Who are the real radicals in New START debate?

 In Nuclear Weapons

The debate rages in the Senate on ratification of the New START treaty, as we wait for a vote from the Senate Foreign Relations Committee. The opposition claims that Obama’s vision of a nuclear weapons-free world is utopian, unrealistic and radical. But I think we know who is actually off their rocker on this issue.

The far right has abandoned the rational debate in favor of party politics in the divided Senate. Mitt Romney has made an anti-START agenda the focal point of his future presidential campaign with a fundraising pitch to supporters. Numerous arms-control and foreign policy experts have criticized Romney’s lame OpEds, including members of his own Republican party. Senator Richard Lugar described it as “hyperbolic attack” that “repeats discredited objections and appears unaware of arms control history and context.”

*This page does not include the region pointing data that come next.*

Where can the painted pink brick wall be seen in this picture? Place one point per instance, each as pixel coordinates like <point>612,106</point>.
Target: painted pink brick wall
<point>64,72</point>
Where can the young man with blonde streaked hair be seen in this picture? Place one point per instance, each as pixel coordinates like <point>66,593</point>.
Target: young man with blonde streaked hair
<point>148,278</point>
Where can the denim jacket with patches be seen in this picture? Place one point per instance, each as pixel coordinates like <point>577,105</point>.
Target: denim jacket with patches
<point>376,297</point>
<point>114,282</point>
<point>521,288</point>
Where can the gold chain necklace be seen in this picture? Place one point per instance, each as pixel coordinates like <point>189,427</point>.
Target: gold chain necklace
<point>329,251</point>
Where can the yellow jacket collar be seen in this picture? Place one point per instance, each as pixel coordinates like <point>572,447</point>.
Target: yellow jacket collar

Ultra-conservative fundraising groups like the Heritage Foundation, John Birch Society and Tea-Party-sponsored Liberty Central have begun campaigning against the treaty as well. They share in the hard-right’s nostalgic paranoia about Russian intentions, and refusal to give diplomacy a chance.

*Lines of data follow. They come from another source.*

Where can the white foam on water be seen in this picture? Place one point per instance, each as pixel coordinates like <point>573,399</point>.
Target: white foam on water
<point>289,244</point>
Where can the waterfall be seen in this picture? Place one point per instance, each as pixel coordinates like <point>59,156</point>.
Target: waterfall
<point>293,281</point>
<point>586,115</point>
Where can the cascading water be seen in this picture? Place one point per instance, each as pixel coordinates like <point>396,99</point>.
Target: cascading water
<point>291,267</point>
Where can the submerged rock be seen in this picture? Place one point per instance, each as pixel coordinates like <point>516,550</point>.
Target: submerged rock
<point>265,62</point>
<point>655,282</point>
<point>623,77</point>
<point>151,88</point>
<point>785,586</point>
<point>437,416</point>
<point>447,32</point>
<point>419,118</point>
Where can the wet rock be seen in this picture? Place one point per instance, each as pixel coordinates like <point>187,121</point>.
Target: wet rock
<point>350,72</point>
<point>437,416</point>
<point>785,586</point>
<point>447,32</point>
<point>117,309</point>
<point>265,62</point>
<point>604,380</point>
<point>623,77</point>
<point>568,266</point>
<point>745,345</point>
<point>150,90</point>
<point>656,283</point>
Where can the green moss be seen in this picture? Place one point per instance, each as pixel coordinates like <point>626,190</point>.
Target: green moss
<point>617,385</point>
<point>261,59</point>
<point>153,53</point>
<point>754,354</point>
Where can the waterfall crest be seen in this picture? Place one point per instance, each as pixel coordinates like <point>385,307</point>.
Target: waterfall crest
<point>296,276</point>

Nuclear arms-control expert Kingston Reif sheds light on the Heritage Foundation on Nukes of Hazard:

The degree to which Heritage will say just about anything to cast doubt on New START is pretty amazing, though perhaps not surprising. For example, yesterday Peter Brookes stated: “So we will cut our strategic nuclear warhead levels to 1,550, but Russia will keep 2,100.”

…But experts predict Russia’s strategic forces will drop to 1,000 warheads, which is below the 1,550 level of accountable warheads in New START, with or without the treaty. It would be nice if Heritage could at least get its story straight, even if they continue to have a little trouble with the facts!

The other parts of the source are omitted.